Si voltò sulla schiena, provando a respirare profondamente per stare a galla e a nuotare solo con le braccia, ma la stanchezza era troppa. Per un attimo finì sott’acqua, gli occhi increduli ancora aperti. Fu solo un attimo però, perché il ragazzo la recuperò e stringendosela al petto con un braccio riuscì a raggiungere la riva.
Entrambi senza fiato e allo stremo delle forze rimasero sdraiati nell’acqua bassa, tra le canne e la ghiaia che pungolava loro la pelle ricoperta di brividi, fino a quando Alex non sentì i denti batterle così forte nella bocca da farla tornare alla realtà. Guardò il ragazzo che avrebbe dovuto salvare e che invece aveva salvato lei e solo in quel momento si rese conto del suo stranissimo abbigliamento: sembrava una specie di uniforme da cavaliere, molto realistica, con tanto di armatura, maglia di ferro e un lungo mantello rosso, ma era logorata dal tempo e chiazzata qua e là di verde, come se vi fossero cresciute sopra delle alghe.

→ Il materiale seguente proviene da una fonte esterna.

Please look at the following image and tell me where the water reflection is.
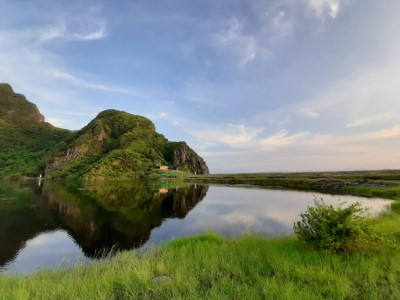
[0,182,208,271]
[0,181,390,273]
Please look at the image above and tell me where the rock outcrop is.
[46,110,208,178]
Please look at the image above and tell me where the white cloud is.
[191,124,264,148]
[306,0,342,19]
[346,113,394,127]
[46,117,64,127]
[202,124,400,172]
[37,20,106,43]
[216,17,257,67]
[48,70,144,96]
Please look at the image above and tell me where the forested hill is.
[0,84,209,178]
[0,84,72,177]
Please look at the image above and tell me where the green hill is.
[0,84,208,178]
[0,84,71,177]
[46,110,208,178]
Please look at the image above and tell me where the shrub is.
[293,198,371,252]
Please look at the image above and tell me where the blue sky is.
[0,0,400,173]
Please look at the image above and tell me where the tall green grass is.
[0,234,400,299]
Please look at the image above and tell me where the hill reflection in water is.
[0,182,208,267]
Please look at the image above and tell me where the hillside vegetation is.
[0,84,209,179]
[0,84,72,177]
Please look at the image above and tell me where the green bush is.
[293,198,372,252]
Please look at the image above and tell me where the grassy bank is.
[186,170,400,199]
[0,234,400,299]
[0,171,400,299]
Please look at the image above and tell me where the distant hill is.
[0,84,209,178]
[0,84,72,177]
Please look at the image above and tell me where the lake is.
[0,181,391,274]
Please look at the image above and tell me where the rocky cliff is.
[0,84,71,177]
[46,110,208,178]
[0,84,208,178]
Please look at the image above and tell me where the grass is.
[0,233,400,299]
[0,171,400,299]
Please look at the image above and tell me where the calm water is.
[0,181,390,273]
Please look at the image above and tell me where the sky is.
[0,0,400,173]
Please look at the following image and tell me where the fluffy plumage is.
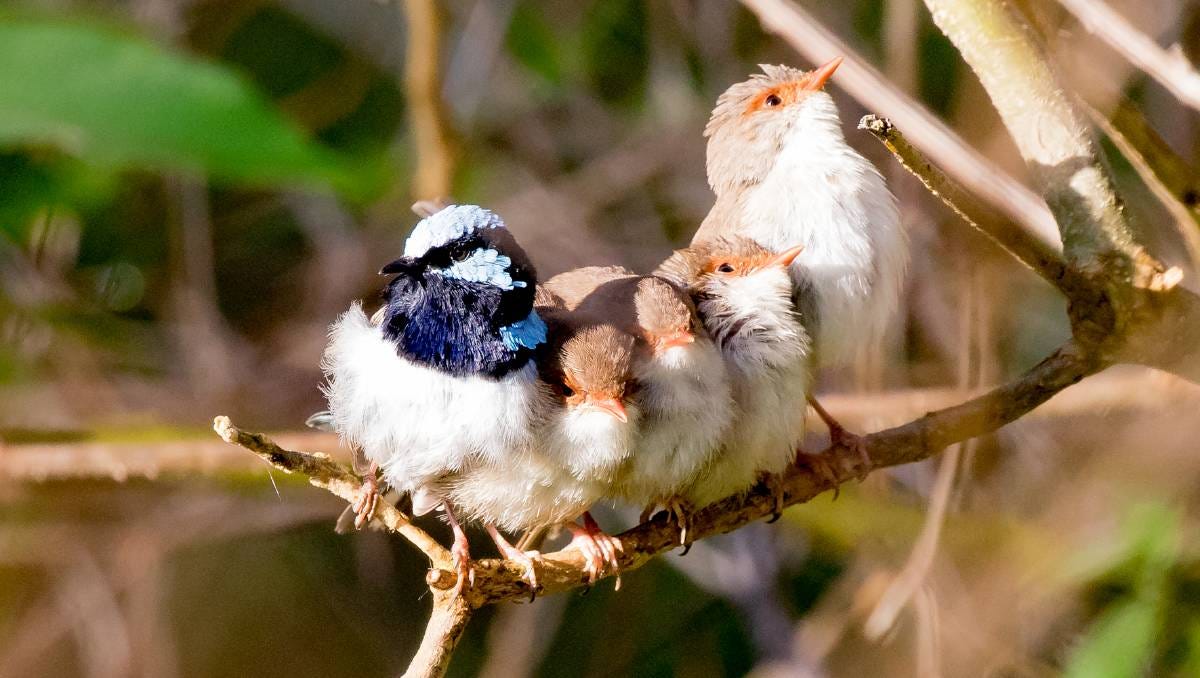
[323,205,548,510]
[658,238,811,506]
[692,66,908,364]
[544,266,733,506]
[445,310,641,530]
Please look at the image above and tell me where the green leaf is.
[505,2,563,85]
[1064,599,1159,678]
[0,17,382,196]
[583,0,650,106]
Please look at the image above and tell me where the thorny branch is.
[214,343,1105,608]
[212,416,452,568]
[925,0,1200,383]
[215,0,1200,677]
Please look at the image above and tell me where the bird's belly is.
[326,304,541,492]
[739,165,907,364]
[445,452,604,532]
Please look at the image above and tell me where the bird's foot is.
[829,426,871,481]
[565,512,625,589]
[666,497,694,547]
[796,450,841,502]
[808,396,871,480]
[758,473,787,523]
[485,524,541,602]
[350,463,379,529]
[443,504,475,595]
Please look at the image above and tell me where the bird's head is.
[379,205,546,377]
[656,236,808,360]
[552,323,634,424]
[379,205,536,312]
[634,276,702,361]
[704,56,842,196]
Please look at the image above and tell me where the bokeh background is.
[7,0,1200,678]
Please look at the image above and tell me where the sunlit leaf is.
[1064,599,1158,678]
[0,17,376,198]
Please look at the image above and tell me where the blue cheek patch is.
[432,247,526,289]
[404,205,504,257]
[500,311,546,350]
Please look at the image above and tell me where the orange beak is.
[583,397,629,424]
[767,245,804,269]
[654,330,696,353]
[800,56,842,91]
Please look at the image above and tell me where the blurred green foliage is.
[0,17,380,196]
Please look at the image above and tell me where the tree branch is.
[403,590,474,678]
[1058,0,1200,110]
[1087,98,1200,269]
[214,343,1105,609]
[404,0,456,200]
[858,115,1069,290]
[925,0,1200,383]
[925,0,1140,274]
[212,416,452,568]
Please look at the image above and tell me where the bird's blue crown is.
[382,205,546,377]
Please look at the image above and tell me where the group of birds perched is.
[316,59,907,592]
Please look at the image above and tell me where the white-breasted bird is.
[545,266,733,539]
[656,236,812,523]
[442,307,641,586]
[323,205,551,590]
[692,58,908,444]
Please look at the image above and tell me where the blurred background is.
[7,0,1200,678]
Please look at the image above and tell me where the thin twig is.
[925,0,1200,383]
[858,115,1067,288]
[1087,98,1200,270]
[215,343,1104,607]
[212,416,452,568]
[1058,0,1200,110]
[402,590,474,678]
[742,0,1060,250]
[404,0,456,200]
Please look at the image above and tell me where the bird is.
[313,205,551,593]
[544,266,733,541]
[655,236,812,516]
[443,307,641,589]
[692,56,908,454]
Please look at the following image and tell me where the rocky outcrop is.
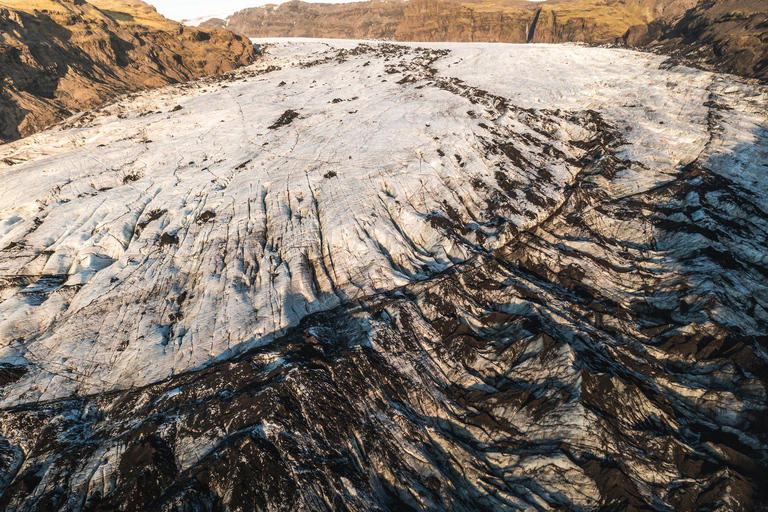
[212,0,407,39]
[203,0,768,80]
[622,0,768,82]
[0,0,254,141]
[202,0,691,43]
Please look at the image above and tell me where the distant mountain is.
[0,0,254,141]
[200,0,768,80]
[202,0,694,43]
[623,0,768,82]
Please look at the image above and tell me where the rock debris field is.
[0,39,768,511]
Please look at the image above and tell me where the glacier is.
[0,39,768,510]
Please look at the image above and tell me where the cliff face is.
[395,0,692,43]
[0,0,254,141]
[203,0,694,43]
[203,0,408,39]
[624,0,768,81]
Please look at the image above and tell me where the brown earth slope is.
[202,0,768,81]
[0,0,255,141]
[623,0,768,82]
[202,0,695,43]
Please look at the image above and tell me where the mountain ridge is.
[201,0,768,82]
[0,0,255,141]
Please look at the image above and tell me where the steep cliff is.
[623,0,768,81]
[203,0,694,43]
[212,0,408,39]
[202,0,768,81]
[0,0,254,141]
[0,40,768,512]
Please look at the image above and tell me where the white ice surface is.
[0,40,766,405]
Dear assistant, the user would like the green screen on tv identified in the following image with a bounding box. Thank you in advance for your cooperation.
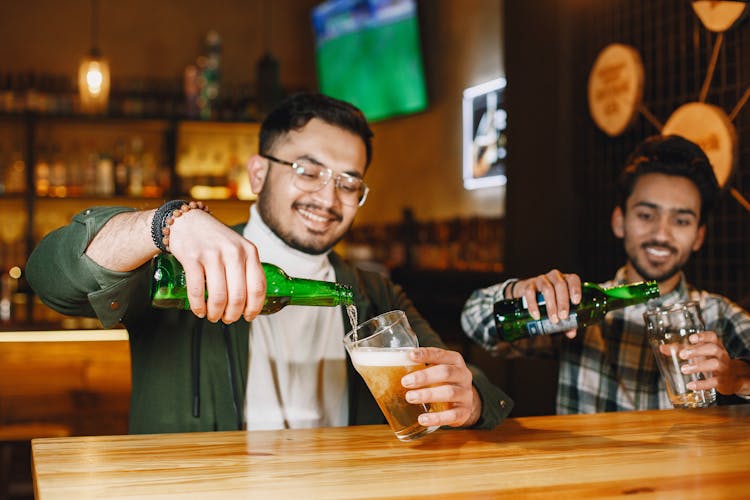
[312,0,427,121]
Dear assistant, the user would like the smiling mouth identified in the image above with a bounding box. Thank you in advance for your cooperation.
[294,204,342,224]
[643,245,674,259]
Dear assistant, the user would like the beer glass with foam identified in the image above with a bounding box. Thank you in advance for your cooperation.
[344,311,444,441]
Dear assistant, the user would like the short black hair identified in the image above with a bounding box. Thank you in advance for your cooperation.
[616,135,720,224]
[258,92,373,169]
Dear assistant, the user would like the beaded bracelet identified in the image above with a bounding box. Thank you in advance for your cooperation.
[151,200,210,253]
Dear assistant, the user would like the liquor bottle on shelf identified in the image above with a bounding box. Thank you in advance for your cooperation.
[151,254,354,314]
[494,281,659,342]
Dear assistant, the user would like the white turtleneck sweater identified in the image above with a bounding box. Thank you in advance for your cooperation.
[243,205,349,430]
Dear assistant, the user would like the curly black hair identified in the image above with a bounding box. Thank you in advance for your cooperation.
[616,135,720,224]
[258,92,373,169]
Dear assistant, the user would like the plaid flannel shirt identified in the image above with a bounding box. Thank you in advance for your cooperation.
[461,268,750,414]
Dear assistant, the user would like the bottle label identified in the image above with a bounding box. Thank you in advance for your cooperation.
[526,312,578,337]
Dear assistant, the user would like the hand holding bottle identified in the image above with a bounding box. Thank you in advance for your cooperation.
[169,210,266,323]
[500,270,659,342]
[505,269,581,339]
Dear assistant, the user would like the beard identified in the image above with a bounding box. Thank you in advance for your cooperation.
[257,179,351,255]
[628,241,690,283]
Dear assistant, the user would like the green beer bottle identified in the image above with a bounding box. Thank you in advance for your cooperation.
[151,254,354,314]
[494,281,659,342]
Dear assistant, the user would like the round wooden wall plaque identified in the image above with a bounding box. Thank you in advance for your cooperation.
[588,43,643,136]
[692,0,750,33]
[662,102,737,187]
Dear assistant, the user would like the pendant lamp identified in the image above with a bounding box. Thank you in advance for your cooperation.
[78,0,109,113]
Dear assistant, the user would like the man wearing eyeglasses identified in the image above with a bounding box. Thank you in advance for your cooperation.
[27,94,512,433]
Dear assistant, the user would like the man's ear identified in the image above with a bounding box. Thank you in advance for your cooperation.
[247,155,268,194]
[611,206,625,239]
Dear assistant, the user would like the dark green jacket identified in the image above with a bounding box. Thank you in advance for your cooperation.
[27,207,513,433]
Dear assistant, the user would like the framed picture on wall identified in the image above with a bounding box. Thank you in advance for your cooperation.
[463,78,507,189]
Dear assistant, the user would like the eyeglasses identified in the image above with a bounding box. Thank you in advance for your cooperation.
[260,154,370,207]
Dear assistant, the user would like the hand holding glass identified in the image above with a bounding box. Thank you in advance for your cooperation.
[643,302,716,408]
[344,311,445,441]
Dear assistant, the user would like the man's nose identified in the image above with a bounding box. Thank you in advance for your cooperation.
[313,179,339,208]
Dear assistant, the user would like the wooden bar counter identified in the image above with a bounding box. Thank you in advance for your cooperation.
[32,405,750,500]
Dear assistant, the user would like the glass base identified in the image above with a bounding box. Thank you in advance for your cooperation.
[671,390,716,408]
[395,423,440,442]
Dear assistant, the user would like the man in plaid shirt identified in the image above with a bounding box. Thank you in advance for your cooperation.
[461,136,750,413]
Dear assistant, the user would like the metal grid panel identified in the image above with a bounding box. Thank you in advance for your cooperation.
[571,0,750,301]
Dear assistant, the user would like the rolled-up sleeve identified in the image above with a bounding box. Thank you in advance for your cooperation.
[26,207,149,327]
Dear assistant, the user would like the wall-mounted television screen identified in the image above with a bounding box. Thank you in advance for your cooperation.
[312,0,427,121]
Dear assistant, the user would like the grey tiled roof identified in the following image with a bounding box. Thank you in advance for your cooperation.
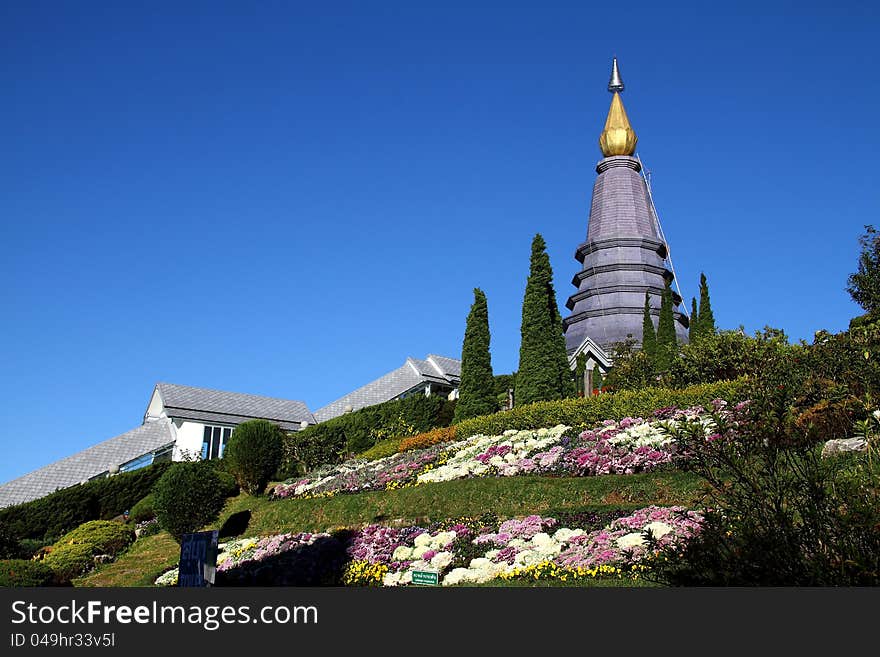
[0,419,174,507]
[156,383,315,430]
[315,354,461,422]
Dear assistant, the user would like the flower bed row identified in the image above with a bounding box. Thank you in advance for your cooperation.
[156,506,702,586]
[272,400,726,498]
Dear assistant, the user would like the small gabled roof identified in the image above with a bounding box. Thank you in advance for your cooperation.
[0,419,175,507]
[315,354,461,422]
[568,335,612,372]
[154,383,315,431]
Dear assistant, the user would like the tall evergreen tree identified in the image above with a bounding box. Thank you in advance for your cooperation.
[697,273,715,337]
[453,287,498,422]
[514,233,574,406]
[642,290,657,363]
[654,282,676,372]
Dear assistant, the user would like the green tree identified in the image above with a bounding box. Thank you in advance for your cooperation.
[153,458,225,543]
[514,233,574,406]
[654,282,676,372]
[453,287,498,422]
[642,290,657,362]
[223,420,284,495]
[846,226,880,315]
[697,274,716,339]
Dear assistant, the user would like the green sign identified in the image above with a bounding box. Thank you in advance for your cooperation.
[413,570,440,586]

Mille e più domande le affollarono la mente, ma le scacciò via tutte quante, rimandandole a più tardi, quando si accorse che anche lui stava andando in ipotermia.
Lo sforzo che aveva fatto quando poche ore prima si era alzata dal divano dopo il pisolino le era sembrato “sovraumano”, ma allora non aveva la minima idea di quanto potesse essere spossante tuffarsi in un lago gelato per cercare di tirarci fuori qualcuno.
Con immensa fatica si alzò a quattro zampe e poi in piedi, nonostante il cerchio alla testa e i crampi. Il ragazzo sollevò le palpebre sentendola muoversi e la guardò quasi incredulo, con le labbra blu che tremavano, prima di perdere del tutto conoscenza.
Alex raggiunse il giubbotto che aveva lasciato cadere qualche metro più in là, vicino al ciglio della strada, e cercò freneticamente il cellulare.
Avrebbe dovuto chiamare un’ambulanza, sarebbe stata la cosa migliore da fare viste le loro condizioni, ma gettando un’occhiata a quel ragazzo emerso all’improvviso dal lago, con indosso quegli strani indumenti, decise di non farlo. Selezionò invece il primo numero memorizzato nella sua rubrica, nonostante non l’avesse mai chiamato negli ultimi sei anni. Ma quella era una vera e propria emergenza, e aveva bisogno del suo aiuto.